Simeon the man has often looked back at that moment.  He often stood on Red Lion Square and looked up to his old home which still had the date marked out in carved bricks - 1888.  And above the date, there was that depressing, now slowly rotting top window, the window of despair.  He was thankful that Simeon the boy did not jump, because Simeon the boy was only months away from attending that better school down the hill. 

 

Enough of this unhealthy brooding.  Heanor had better things to offer.

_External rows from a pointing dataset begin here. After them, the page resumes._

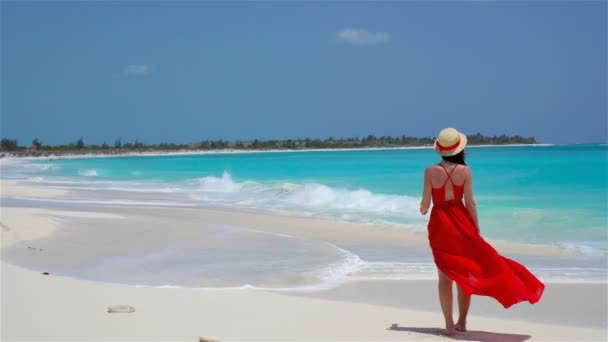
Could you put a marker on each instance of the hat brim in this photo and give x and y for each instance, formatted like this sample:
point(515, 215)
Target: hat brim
point(455, 151)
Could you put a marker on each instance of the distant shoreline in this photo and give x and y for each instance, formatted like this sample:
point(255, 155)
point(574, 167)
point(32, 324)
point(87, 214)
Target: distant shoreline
point(54, 155)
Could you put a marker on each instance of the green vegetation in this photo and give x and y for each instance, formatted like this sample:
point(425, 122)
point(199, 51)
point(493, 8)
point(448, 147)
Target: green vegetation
point(371, 141)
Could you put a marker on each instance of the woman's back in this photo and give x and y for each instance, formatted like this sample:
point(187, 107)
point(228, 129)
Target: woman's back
point(447, 181)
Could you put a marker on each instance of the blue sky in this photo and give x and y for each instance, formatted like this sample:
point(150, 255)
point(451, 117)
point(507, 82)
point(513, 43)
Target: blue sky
point(188, 71)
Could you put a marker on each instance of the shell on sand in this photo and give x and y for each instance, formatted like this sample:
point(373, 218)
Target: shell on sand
point(121, 309)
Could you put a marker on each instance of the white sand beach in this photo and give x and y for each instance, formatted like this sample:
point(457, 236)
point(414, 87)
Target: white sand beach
point(35, 306)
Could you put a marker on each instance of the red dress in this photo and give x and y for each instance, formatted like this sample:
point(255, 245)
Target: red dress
point(465, 257)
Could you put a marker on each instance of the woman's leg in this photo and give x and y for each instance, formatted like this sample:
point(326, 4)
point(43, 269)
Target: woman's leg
point(464, 301)
point(445, 298)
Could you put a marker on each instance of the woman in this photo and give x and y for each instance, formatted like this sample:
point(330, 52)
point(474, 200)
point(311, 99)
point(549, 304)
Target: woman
point(460, 253)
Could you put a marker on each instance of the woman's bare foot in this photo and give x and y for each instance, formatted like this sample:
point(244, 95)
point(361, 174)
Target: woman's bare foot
point(449, 328)
point(461, 326)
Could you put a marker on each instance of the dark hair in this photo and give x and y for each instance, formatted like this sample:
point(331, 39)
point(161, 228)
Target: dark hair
point(457, 158)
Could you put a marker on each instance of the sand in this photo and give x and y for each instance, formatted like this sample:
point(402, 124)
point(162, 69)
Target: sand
point(35, 306)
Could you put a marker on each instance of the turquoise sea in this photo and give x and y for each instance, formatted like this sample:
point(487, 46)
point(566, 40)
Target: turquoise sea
point(545, 195)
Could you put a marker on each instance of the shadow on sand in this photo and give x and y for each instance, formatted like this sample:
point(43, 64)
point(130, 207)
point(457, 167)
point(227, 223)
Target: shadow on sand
point(471, 335)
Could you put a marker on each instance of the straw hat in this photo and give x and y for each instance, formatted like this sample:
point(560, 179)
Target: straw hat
point(450, 142)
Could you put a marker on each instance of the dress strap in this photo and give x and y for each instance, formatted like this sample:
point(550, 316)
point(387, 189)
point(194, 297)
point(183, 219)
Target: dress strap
point(449, 174)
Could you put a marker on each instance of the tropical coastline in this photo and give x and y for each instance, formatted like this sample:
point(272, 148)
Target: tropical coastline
point(303, 171)
point(48, 225)
point(356, 310)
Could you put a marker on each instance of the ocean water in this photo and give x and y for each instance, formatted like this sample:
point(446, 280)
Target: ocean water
point(545, 195)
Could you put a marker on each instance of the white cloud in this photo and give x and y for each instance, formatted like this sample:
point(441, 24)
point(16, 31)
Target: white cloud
point(140, 69)
point(362, 37)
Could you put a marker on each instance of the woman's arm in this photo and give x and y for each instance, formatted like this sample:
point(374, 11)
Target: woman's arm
point(426, 193)
point(469, 199)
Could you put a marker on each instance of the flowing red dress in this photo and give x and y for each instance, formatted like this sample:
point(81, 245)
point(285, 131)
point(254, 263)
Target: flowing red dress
point(465, 257)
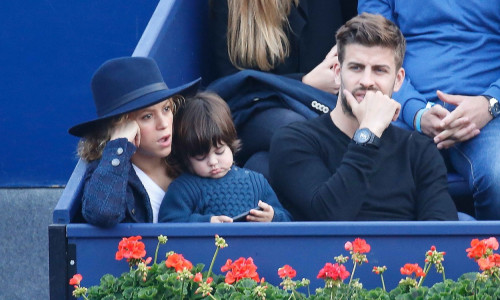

The following autumn would see a bigger lad flying down that same hill to another regime and a much kinder campus.  A left turn took the cyclist into a cul-de-sac called Allandale Road where the sun was always shining.  This was the leafy glade of William Howitt Secondary Modern School.  At this nostalgic east gate, years later, an American tourist often stood where a boy had once stood.  Once again he admired the mottled effect cast by the same mighty lime tree and the equally splendid copper beech.  This was the site of that one magical brief moment in his life when he enjoyed being part of the realm of Queen Mary McLening as she ruled over her Camelot, a culture of kindness.  This school too had its rough powerful lads who were feared and respected, but to his delight, Simeon discovered that
these
guys where dressed differently - they wore the
white
hats.  These tough lads gave him back not only his self-respect and dignity - they gave him a more precious gift yet - they gave him friendship.        

 

Today on Thursday April 17th 2003 in his home near Detroit, he was thinking of this friendship now.  He wondered what had become of those good people after all these years.  Often he wondered about the friend who had simply disappeared one day: an event which had haunted him all his life.

 

In all the years of annual trips over the Atlantic, he had never once tried to reunite with his old school pals.  Why?  Was it fear?  Fear that the memory and idealised image was so precious, so fragile it could so easily be shattered? 

           

He had worshipped Scott North, the successful athlete who ruled the school and had generously bestowed a small portion of his prestige and kudos upon Simeon.  Rather like being knighted by a king.  It transformed his life.  Scott North was the distinctive dazzling blond hunk of popular memory who confidently swaggered his well proportioned body across the playground, flashing his good looks to admiring girls, some of whom had tried to pretend a lack of interest.  It was this same Scott who had reinvented and re-moulded the image of Simeon Hogg. 

 

Simeon?  It was not entirely a suitable name for a member of Scott's inner circle .....    

 

 

 

 

 

Chapter 4

 

Looks Good, Feels Good, Tastes Good

 

Just before 9.00am on the Monday of September 1st, 1958, a scruffy, introverted, nervous and academically weak new pupil with no self confidence was, as usual, standing with his back hard up against the school wall, as usual, trying to make himself small and inconspicuous.  Auspiciously it was a warm sunny day.  Auspiciously he saw a sea, a swirl of unfamiliar faces because his enemies - were gone!  They were safely removed to a different secondary modern school, thankfully a good mile away, on the other side of the hill at another place called Aldercar.  This was the west side of town, this was William Howitt Secondary Modern School.